The movie, produced by Spyglass Entertainment, has inaccuracies, the Carpenters said. It stars Channing Tatum and Rachel McAdams as Leo and Paige, who are the fictional Kim and Krickitt. It was filmed in Chicago and Canada instead of New Mexico.
"And there's no baseball," Kim said, another difference between the real life story and the Hollywood version.
The Carpenters are preparing for movie premiers in Hollywood and Farmington on Feb. 6 and Feb. 8, respectively, and the international premier in London.
The tragic car accident started becoming a worldwide love story in 1996. At the time of the accident, Kim was a baseball coach for New Mexico Highlands University in Las Vegas. He was named the coach at age 23 and was the youngest college baseball coach in the country.
A television reporter tracked down the young former coach to do an update on Kim's coaching career. Instead the reporter stumbled on Kim and Krickitt's story and reported it.
The Albuquerque Journal ran a version of the story a few days later, and soon, outlets like ABC News, Dateline NBC and Good Morning America were requesting interviews.
"People kept telling us they were encouraged by our story," Krickitt said. "One day I was praying and said Lord, if people get encouraged by our story and if you want to do something with our story, I give it to you and pray that something happens.'"
The couple wrote a book called "The Vow: The Kim and Krickitt Carpenter Story," published in 2000.
"It keeps our story intact," Krickitt said. "It's our story; we wrote it."

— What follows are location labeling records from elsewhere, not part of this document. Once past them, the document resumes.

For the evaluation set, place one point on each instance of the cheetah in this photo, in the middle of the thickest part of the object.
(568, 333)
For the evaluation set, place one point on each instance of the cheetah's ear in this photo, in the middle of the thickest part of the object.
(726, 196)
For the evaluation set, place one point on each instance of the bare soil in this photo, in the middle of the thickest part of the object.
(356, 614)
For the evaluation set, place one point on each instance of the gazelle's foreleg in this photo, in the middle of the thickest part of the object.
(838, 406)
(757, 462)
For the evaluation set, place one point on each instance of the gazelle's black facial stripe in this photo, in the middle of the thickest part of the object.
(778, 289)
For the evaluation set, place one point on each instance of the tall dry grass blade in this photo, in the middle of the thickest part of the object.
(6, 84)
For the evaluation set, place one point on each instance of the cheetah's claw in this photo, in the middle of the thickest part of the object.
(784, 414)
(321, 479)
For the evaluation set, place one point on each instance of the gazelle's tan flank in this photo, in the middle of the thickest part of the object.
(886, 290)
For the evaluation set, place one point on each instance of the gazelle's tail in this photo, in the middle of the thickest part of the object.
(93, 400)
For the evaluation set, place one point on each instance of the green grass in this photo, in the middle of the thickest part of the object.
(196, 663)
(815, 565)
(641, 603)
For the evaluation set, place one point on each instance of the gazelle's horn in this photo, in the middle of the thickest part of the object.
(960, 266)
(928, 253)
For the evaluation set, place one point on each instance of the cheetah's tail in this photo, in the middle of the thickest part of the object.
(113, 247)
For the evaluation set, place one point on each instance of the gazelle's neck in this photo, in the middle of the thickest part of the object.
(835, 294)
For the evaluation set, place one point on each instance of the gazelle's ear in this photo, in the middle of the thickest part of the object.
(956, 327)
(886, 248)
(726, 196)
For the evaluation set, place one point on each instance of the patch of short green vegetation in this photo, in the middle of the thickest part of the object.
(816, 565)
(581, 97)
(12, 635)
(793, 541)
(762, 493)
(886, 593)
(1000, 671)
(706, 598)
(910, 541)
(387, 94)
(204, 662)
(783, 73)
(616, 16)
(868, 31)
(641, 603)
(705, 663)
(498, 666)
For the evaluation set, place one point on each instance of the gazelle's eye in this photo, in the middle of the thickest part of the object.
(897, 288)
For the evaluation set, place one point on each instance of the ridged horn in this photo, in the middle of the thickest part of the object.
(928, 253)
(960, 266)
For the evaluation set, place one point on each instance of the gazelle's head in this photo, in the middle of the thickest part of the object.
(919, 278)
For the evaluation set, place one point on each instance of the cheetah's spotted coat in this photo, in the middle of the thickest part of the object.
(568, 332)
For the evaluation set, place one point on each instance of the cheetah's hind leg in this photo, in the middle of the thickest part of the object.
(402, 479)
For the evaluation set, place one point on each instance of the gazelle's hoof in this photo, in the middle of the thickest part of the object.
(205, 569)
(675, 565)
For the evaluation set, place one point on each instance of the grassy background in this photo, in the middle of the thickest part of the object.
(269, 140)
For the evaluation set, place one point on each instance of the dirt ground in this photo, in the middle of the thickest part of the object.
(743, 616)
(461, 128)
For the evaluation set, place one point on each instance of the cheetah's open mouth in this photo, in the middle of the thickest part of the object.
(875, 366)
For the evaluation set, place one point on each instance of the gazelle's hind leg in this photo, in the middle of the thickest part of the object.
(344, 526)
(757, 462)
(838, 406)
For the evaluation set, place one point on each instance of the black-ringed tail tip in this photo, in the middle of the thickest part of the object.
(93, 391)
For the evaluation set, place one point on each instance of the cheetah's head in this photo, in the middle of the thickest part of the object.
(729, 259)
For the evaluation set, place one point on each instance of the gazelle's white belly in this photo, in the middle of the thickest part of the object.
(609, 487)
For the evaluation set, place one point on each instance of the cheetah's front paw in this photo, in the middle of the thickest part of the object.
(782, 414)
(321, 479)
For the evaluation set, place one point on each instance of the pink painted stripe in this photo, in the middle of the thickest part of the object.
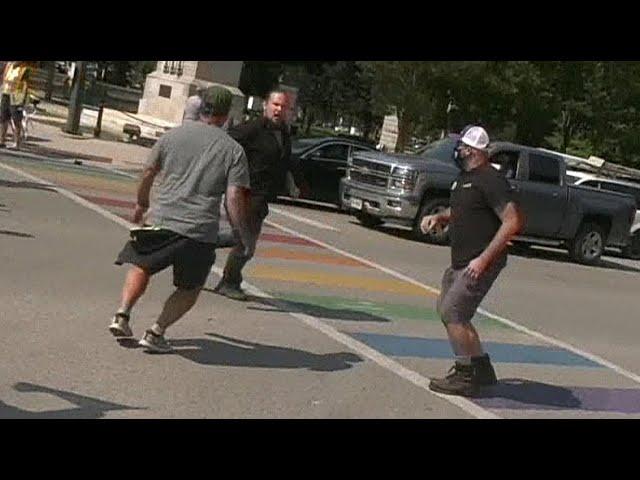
(274, 237)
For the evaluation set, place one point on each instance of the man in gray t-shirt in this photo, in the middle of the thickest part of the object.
(198, 163)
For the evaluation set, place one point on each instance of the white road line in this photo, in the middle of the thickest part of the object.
(377, 357)
(302, 219)
(533, 333)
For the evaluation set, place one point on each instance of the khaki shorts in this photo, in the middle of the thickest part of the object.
(461, 295)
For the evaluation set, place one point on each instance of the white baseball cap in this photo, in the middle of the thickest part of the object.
(476, 137)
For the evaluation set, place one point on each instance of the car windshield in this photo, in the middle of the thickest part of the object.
(440, 149)
(302, 144)
(571, 179)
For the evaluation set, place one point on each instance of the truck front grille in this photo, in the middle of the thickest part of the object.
(368, 179)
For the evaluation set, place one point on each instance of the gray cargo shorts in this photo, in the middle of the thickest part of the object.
(461, 295)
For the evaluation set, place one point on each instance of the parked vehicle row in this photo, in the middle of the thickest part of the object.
(380, 187)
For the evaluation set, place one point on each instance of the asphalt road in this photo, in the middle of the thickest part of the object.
(342, 323)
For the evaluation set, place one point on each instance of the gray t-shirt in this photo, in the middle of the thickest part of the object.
(197, 161)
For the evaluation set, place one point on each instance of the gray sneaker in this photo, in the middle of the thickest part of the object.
(232, 292)
(152, 342)
(120, 326)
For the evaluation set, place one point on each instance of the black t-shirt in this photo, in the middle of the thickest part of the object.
(476, 197)
(268, 150)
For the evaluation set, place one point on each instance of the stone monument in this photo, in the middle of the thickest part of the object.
(167, 88)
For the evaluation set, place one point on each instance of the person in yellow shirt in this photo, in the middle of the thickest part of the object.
(15, 92)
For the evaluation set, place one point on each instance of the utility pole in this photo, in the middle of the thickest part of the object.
(51, 72)
(75, 101)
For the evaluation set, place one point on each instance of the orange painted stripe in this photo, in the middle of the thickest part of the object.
(338, 280)
(305, 256)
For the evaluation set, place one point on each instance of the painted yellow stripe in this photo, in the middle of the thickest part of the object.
(337, 280)
(306, 256)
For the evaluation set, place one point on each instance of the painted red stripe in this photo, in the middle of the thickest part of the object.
(112, 202)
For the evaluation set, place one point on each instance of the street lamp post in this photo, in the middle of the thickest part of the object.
(75, 101)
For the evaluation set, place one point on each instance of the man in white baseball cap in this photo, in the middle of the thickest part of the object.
(483, 218)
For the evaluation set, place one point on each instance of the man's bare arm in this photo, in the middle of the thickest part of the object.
(144, 191)
(512, 223)
(431, 221)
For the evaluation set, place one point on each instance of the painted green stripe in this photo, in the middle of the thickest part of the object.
(343, 308)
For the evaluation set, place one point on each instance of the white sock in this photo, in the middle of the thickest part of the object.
(157, 329)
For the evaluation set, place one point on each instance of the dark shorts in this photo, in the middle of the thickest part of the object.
(8, 111)
(191, 260)
(461, 296)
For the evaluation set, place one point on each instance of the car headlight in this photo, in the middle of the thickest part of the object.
(403, 178)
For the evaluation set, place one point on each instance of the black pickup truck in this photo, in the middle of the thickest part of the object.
(403, 189)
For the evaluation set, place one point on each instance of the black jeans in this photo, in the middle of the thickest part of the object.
(258, 211)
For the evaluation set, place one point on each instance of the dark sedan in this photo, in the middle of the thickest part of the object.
(324, 163)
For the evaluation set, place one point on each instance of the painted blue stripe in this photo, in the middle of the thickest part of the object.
(398, 346)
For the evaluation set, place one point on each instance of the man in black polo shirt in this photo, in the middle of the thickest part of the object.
(267, 144)
(483, 218)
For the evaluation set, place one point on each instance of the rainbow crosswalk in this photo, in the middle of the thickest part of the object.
(392, 316)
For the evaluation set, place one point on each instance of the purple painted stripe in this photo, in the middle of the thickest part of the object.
(516, 394)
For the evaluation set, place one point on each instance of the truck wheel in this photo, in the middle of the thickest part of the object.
(632, 250)
(439, 235)
(367, 220)
(588, 245)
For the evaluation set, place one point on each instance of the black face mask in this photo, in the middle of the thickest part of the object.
(460, 160)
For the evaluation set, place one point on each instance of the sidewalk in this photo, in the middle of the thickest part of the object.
(47, 138)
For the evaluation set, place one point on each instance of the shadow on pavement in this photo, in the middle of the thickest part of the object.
(310, 204)
(24, 184)
(86, 407)
(560, 256)
(233, 352)
(16, 234)
(318, 311)
(517, 393)
(563, 257)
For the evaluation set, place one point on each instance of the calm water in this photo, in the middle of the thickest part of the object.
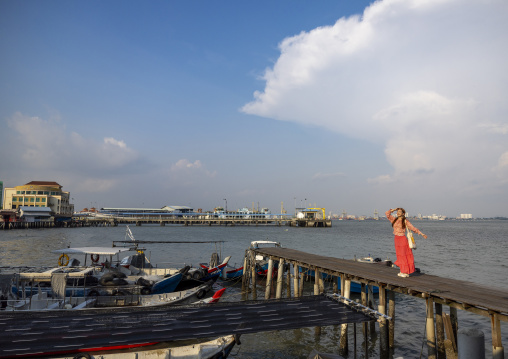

The Carpenters are releasing a new version of their book called "The Vow: The True Story Behind the Movie," to coincide with the movie release.
The new book includes tidbits of family information from the past 10 years, like the media circus that surrounded Danny's birth, which was around the same time the book was released, and LeeAnn's brain injury. Her parents dropped her on her head during a Connie Mack World Series game when she was 8 weeks old, and she had to be flown to Albuquerque to be treated for a head injury. She recovered.
"It tested us. It tested us to the end," Kim said of the accident and life that followed. "But I think it's given us a greater appreciation for what we've overcome."